The classification of the anomaly of ureters is based on such signs as their number, position, shape and structure. To date, the classification accepted at the 2nd All-Union Congress of Urologists in 1978 is generally recognized:

  • anomalies of the number of kidneys (aplasia, doubling, trebling, etc.);
  • abnormalities of the kidneys position (retrocaval ureter, retroileal ureter, ectopic ureter opening);
  • anomalies of the form of the kidneys (corkscrew, annular ureter);
  • abnormalities of the kidney structure (kidney hypoplasia, neuromuscular dysplasia, including achalasia, megaureter, hydroureteronephrosis, diverticulum valves, ureterocele).

trusted-source[1], [2], [3]

Forms

trusted-source[4], [5], [6], [7]

Anomalies in the number of ureters

Aplasia (agenesis) of the ureter is an extremely rare anomaly. A bilateral anomaly is usually combined with bilateral renal agenesis, less often with a bilateral multicystic kidney, it is incompatible with life.
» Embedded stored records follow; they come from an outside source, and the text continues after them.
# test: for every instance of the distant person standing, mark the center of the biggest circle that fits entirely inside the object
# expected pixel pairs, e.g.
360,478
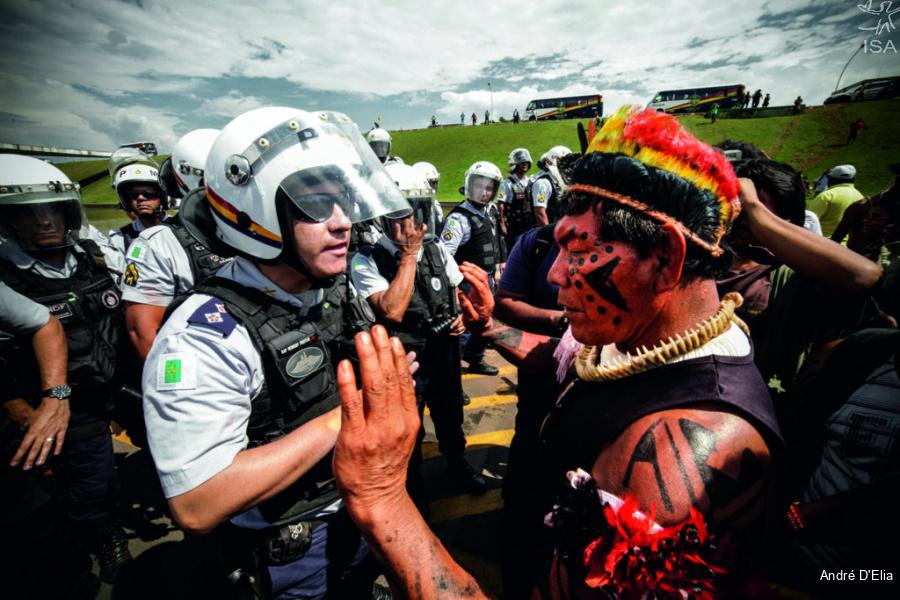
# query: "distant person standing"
830,205
855,127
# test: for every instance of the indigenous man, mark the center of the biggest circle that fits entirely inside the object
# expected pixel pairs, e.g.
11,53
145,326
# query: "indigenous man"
680,446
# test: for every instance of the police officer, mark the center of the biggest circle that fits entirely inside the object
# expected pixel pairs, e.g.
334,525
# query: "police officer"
433,176
516,216
469,235
43,258
410,280
165,261
545,189
240,399
380,141
140,196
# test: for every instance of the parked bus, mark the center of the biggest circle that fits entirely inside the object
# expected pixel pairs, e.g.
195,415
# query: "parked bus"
569,107
148,148
698,99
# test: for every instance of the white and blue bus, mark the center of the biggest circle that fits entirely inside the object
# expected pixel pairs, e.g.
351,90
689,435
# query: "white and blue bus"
698,99
567,107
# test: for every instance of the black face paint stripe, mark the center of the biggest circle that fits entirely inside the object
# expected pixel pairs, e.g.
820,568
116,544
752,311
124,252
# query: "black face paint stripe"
599,279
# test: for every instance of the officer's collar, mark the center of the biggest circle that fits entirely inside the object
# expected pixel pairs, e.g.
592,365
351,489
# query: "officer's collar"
475,208
244,272
388,244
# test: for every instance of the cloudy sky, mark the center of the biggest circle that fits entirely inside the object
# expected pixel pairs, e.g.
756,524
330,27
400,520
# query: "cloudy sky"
97,73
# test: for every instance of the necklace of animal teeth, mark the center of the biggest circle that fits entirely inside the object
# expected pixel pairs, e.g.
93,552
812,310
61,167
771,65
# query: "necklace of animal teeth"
588,366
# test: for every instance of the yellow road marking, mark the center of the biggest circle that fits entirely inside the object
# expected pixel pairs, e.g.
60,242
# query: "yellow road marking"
491,438
504,372
460,507
483,401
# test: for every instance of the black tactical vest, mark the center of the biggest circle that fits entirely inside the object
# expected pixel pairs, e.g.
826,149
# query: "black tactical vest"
300,349
482,247
204,262
432,306
519,214
554,209
87,306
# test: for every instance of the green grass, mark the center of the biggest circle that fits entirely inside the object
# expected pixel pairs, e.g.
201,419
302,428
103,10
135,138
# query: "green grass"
811,142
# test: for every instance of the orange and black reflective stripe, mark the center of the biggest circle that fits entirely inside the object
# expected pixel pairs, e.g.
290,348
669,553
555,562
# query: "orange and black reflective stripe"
229,214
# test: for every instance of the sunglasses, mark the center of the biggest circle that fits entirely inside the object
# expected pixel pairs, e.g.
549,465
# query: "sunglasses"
135,194
318,208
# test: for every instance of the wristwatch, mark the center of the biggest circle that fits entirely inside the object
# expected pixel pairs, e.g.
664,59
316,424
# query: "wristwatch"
60,392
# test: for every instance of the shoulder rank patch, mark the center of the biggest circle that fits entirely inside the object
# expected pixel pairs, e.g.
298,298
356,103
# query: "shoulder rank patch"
214,315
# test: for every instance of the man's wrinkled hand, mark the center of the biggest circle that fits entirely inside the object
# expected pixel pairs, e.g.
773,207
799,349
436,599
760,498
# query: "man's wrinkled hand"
379,425
478,304
45,432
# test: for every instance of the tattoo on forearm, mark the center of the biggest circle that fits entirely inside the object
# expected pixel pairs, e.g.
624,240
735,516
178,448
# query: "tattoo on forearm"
645,451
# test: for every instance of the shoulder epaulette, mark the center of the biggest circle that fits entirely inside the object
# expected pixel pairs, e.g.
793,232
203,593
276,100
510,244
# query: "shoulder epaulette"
214,315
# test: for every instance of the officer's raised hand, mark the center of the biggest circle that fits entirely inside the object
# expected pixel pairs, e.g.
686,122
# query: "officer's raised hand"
478,304
378,425
408,236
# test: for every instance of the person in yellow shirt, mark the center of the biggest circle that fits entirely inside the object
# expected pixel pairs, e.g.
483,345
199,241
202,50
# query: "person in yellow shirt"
830,205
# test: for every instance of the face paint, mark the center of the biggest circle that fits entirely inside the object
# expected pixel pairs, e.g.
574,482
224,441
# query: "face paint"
599,286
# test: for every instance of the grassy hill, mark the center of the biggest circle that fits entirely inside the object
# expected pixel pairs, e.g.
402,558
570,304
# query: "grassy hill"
811,142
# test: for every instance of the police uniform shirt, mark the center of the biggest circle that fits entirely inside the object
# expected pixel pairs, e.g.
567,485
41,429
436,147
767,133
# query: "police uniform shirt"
541,191
368,280
198,382
156,268
19,314
457,229
117,243
507,193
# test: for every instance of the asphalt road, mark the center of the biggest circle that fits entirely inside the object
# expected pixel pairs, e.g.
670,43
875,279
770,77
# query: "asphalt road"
467,524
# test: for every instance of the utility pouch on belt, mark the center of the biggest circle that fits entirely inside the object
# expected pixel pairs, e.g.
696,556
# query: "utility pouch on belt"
288,543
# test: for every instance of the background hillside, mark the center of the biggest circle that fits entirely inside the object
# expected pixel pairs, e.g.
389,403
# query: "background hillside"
811,142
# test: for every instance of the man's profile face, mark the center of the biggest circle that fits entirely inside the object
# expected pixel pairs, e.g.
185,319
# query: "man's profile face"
605,287
40,226
323,246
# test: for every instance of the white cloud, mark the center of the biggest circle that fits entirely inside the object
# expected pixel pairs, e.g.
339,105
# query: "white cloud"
229,105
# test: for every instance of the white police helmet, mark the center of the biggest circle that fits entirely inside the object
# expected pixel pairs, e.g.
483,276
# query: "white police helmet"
482,182
418,192
555,153
380,142
183,170
517,157
33,191
126,156
429,172
271,165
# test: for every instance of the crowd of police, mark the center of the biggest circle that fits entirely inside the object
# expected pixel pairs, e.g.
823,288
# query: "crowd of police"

Duplication of the ureter is the most common congenital anomaly of the urinary tract. In this case, one ureter collects urine from the upper half of the kidney, and the other - from the lower one. It is characteristic that the upper half is smaller and consists on the average of only two or three cups. Duplication of the ureter may be complete (ureter duplex) or incomplete (ureter fissus). Incomplete doubling of the ureter occurs in the case of premature division of the mesonephrosis duct (before the fusion with the metanephrogenic blastema occurs) on the branch. This division can begin both in the most distal and in the most proximal parts of the ureter.

The formation of a complete doubling occurs due to the formation of two mesonephros channels on one side, rushing to the metanephrogenic blastema. According to the Meyer-Weigert law, the ureter from the upper half will enter the bladder below and the medial (ectopic ureter) relative to the ureter draining the lower half (orthotopic ureter). When doubling, both ureters usually pass in one fascial bed. In detail, this type of anomaly is described in the section on the anomalies of the number of kidneys. Extremely rare is the tripling of the ureters.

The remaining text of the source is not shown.